The very lovely Helena Rosenkova.
Place of Birth: Siberia, Russia.
All my computers have to have girls names.
After all that's why they are called Amiga.
Everybody's Girlfriend. [ buy the album ]
Amiga 1200 Floppy inner workings
Enter three more candidates to fix Helena.
Number one just whirred and no activity.
Number two was totally dead.
Number three responded to pressing
those front switches so decided to
take a closer look.
I cleaned and placed the disk in the drive.
Seemed to be trying very hard to
activate the read/write head.
Maybe the bottom plate was stuck.
The bottom plate needs to be hooked
over that rotating arm that slides
the outer disk shield across.
It was at this point that the motor
began to smoke.. badly.
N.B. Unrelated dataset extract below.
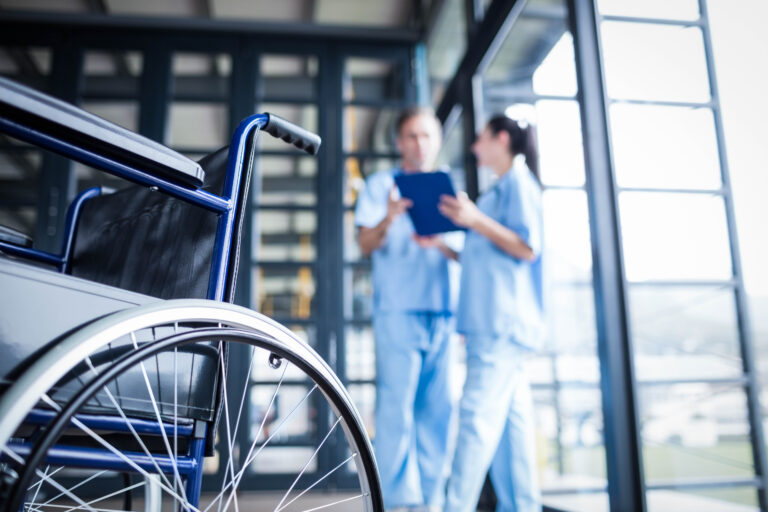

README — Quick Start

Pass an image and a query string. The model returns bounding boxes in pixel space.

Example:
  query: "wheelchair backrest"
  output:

The drive
then shot out fully and the power
light on the Amiga went out.
The drive sadly was totally burnt out.
Back to drive number one and a rinse
and repeat in metaphoric terms.
Amazingly the drive head sprang
into action...
The monitor was showing a disk requester
which is always a good sign.
Needed a bit more work on cleaning
the heads. And bending the bottom plate.
Er !! I was using an old A600 Workbench
disk to test the drive. Hence WB2.0.
And she was alive.
Turns out the bracket to the front of the unit
was a little bent above the eject button and
snagging on the bottom runner. I simply bent it
level and the bottom plate released itself. Sadly
my battery in the camera went pop so I couldn't
record the event. Never mind. All fine now.
And so the lovely Helena is now a fully
functioning working A1200 again. To celebrate
I just procured a 2.5" internal hard drive
and now await its arrival.
Good stuff
Time for a cuppa.
I am unable to screw the drive down into
the cradle. Seems to be pretty stable. I may
take a look later at a fixing method. It matters
not that it's loose. I put a bit of paper under
the HD to isolate the metal from the cradle.
Remember pin 1 to pin 1 or bottom red ribbon
edge to bottom pin. Difficult to get that wrong.